Software development is a major part of the development of a SoC or an ASIC with an embedded processor. Cortus 32-bit processor IP cores have been designed from the outset for embedded processing applications based on coding in C or C++. The APS cores are a volume-proven basis for a wide range of applications including smartcards, video processing, smart sensors, touchscreen controllers, wireless, security, industrial control and IoT. The platform enables software developers to rapidly develop drivers and to integrate software and hardware before the SoC design is prototyped.
The Cortus FPGA board is based on the Xilinx Spartan-6 X75 and includes 1MB synchronous SRAM as well as a 32Mb SPI flash memory. The flash memory holds the FPGA configuration and can also be shared to hold the application software. A 10/100Mb/s Ethernet transceiver PHY is connected directly to the FPGA and is fully compatible with the Cortus 10/100 Ethernet MAC IP block. A USB interface provides a JTAG interface fully compatible with Cortus development tools under Windows and Linux. Additional I/O connectors enable the DDR2 memory to be up to 512Mb.

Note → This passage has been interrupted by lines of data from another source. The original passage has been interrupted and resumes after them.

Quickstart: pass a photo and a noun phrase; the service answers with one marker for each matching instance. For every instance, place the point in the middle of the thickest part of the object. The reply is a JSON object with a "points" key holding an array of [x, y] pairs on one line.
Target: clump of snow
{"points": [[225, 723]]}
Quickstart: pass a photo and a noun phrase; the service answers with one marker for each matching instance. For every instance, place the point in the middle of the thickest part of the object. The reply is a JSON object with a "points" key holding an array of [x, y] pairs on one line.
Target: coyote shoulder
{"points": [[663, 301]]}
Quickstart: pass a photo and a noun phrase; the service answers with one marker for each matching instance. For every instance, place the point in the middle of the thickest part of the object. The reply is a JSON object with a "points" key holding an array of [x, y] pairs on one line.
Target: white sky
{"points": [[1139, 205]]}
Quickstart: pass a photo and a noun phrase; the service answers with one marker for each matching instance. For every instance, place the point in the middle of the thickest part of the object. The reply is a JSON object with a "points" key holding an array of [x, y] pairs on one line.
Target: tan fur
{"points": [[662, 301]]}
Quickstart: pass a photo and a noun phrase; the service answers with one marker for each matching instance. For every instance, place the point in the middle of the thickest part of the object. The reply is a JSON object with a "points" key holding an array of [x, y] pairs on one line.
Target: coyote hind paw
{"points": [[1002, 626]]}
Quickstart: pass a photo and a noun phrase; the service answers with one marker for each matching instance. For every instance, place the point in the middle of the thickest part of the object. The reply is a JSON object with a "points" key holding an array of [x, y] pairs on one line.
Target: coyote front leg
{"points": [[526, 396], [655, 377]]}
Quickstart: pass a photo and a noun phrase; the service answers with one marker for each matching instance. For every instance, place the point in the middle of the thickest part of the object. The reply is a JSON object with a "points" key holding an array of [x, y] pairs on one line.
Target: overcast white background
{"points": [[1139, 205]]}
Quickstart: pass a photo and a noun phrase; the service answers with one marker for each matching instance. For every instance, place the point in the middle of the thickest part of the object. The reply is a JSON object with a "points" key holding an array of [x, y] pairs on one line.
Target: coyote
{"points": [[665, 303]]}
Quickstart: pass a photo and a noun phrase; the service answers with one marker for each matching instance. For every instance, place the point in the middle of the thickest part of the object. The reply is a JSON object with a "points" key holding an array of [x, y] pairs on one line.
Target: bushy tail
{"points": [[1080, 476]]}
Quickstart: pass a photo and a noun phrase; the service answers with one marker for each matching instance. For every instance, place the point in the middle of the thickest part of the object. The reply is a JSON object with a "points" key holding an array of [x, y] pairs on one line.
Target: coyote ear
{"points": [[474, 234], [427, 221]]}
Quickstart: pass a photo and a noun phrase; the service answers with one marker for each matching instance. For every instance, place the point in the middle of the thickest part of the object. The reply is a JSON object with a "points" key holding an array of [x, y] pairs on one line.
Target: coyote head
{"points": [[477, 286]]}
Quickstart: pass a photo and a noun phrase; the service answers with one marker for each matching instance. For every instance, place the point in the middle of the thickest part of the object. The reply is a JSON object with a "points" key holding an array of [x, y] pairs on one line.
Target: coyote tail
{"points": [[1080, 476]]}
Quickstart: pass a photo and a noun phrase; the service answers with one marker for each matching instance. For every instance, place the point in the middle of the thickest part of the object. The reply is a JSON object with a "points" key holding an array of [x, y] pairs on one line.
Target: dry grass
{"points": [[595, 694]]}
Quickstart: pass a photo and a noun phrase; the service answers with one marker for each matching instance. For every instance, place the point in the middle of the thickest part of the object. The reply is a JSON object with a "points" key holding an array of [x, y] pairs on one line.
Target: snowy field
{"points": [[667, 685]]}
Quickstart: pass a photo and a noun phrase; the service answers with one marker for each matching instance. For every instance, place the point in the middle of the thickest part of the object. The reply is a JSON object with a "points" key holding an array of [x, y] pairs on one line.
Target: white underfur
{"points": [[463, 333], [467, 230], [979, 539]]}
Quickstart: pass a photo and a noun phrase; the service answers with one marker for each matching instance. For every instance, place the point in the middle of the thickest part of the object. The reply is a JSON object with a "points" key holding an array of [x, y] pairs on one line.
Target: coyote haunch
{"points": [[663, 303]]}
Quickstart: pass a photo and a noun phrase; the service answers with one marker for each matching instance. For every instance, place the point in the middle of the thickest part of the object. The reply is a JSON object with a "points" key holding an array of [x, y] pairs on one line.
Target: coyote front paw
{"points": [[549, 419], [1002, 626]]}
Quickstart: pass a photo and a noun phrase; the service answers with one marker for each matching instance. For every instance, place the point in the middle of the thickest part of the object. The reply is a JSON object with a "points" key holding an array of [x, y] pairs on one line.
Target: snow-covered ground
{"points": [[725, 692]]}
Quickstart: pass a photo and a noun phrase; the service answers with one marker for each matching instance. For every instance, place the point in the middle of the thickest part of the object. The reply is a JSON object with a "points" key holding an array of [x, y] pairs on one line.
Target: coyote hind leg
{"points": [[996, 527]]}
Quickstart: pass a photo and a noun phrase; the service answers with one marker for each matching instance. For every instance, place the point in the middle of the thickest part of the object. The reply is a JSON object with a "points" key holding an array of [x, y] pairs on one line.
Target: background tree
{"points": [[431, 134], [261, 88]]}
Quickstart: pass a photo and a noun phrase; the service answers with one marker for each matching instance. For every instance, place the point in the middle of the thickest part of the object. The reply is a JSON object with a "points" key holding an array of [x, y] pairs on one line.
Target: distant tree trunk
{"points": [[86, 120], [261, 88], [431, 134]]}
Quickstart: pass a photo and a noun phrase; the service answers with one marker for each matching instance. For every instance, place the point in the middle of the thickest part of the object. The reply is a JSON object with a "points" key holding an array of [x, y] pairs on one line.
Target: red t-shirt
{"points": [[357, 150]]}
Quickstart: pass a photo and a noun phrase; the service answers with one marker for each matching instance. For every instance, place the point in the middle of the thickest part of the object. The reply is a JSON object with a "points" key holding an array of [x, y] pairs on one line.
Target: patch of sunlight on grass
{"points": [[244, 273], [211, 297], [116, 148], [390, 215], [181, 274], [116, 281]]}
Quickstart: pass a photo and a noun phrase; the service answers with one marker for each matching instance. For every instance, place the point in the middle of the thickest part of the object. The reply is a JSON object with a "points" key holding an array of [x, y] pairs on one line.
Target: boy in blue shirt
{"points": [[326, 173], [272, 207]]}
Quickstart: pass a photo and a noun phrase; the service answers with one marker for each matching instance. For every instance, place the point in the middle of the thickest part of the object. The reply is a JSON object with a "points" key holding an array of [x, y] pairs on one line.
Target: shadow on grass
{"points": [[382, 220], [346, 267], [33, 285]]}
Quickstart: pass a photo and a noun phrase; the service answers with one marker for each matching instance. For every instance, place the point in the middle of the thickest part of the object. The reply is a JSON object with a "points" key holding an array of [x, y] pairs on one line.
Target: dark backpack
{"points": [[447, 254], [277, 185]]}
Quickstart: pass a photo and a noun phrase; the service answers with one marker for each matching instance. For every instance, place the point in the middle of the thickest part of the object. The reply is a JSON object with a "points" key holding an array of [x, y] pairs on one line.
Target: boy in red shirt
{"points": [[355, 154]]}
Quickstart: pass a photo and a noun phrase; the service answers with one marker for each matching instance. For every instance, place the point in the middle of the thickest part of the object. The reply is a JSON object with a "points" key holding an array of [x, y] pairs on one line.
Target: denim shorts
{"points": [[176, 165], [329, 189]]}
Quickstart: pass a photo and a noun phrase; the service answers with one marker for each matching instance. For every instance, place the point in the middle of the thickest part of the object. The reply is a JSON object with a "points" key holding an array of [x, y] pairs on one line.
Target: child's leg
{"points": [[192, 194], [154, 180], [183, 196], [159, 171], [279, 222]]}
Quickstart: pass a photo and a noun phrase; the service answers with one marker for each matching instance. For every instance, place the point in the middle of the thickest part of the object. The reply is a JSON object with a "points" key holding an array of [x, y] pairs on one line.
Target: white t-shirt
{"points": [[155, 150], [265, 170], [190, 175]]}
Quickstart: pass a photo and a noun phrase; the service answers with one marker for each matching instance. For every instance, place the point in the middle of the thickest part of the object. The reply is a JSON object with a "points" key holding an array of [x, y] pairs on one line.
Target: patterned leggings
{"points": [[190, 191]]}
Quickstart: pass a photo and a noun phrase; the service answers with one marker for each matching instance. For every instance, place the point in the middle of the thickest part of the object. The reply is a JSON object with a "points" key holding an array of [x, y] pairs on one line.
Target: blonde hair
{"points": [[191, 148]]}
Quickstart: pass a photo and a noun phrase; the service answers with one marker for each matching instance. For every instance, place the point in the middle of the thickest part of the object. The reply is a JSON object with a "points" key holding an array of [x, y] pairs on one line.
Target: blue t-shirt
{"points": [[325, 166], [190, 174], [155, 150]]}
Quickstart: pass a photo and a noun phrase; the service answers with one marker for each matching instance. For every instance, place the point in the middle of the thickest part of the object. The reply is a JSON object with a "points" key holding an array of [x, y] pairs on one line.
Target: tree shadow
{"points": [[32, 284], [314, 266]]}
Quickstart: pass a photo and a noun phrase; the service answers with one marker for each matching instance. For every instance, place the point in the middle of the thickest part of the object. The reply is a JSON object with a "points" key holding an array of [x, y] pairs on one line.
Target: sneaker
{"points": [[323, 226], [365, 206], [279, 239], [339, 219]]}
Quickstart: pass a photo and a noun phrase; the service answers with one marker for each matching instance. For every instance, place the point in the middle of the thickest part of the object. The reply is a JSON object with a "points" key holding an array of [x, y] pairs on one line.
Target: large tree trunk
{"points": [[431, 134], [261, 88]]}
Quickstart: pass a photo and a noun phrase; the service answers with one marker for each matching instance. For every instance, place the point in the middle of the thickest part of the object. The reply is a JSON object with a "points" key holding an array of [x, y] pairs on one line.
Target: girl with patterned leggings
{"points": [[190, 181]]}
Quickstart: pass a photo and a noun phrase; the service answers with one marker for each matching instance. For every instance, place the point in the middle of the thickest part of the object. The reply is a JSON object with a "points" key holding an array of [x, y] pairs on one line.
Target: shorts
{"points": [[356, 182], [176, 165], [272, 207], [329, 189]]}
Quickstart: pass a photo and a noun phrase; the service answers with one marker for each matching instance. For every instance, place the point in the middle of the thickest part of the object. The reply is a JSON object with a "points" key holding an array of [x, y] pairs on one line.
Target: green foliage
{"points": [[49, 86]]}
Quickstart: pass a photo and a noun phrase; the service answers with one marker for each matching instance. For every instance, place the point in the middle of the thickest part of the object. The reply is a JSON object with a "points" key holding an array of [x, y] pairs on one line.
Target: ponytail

With an APS23 requiring 19% utilisation and APS25 requiring 29% utilisation, the Cortus platform provides ample capacity for all APS cores. The capacity of the Spartan-6 X75 is sufficient to allow multi-core systems to be emulated on the FPGA board. The ability to extend the memory can be used to include a USB 2.0 PHY in combination with a Cortus USB 2.0 controller in order to create a prototyping platform for embedded Linux systems. Furthermore the platform can incorporate IDEs from Cortus’ partners as an alternative to Cortus Eclipse.
All APS processor cores interface to Cortus’ peripherals including Ethernet 10/100 MAC, USB 2.0 Device and USB 2.0 OTG via the efficient APS bus. The Ethernet MAC allows the chosen physical interface to be connected using either the medium independent interface or reduced medium independent interface. Flexible memory interfaces with two independent DMA channels enable system design to ensure low CPU overhead reception and transmission without any danger of frames being lost. Hardware address filtering enables a single interface to respond to multiple MAC addresses.
“Developing drivers, porting software and validating the HW/SW interface is one of the key time-to-market challenges of developing SoCs with embedded processors,” said Christopher Kopetzky, Vice President of Engineering, Cortus. He adds, “The platform combines Cortus’ proven SW development tools with the ability to extend the board through Arduino Due-compatible shields and DDR2 memory.”
Cortus will be exhibiting at the 52nd Design Automation Conference (DAC) in San Francisco, California from 8th to 10th June 2015 at booth 2503.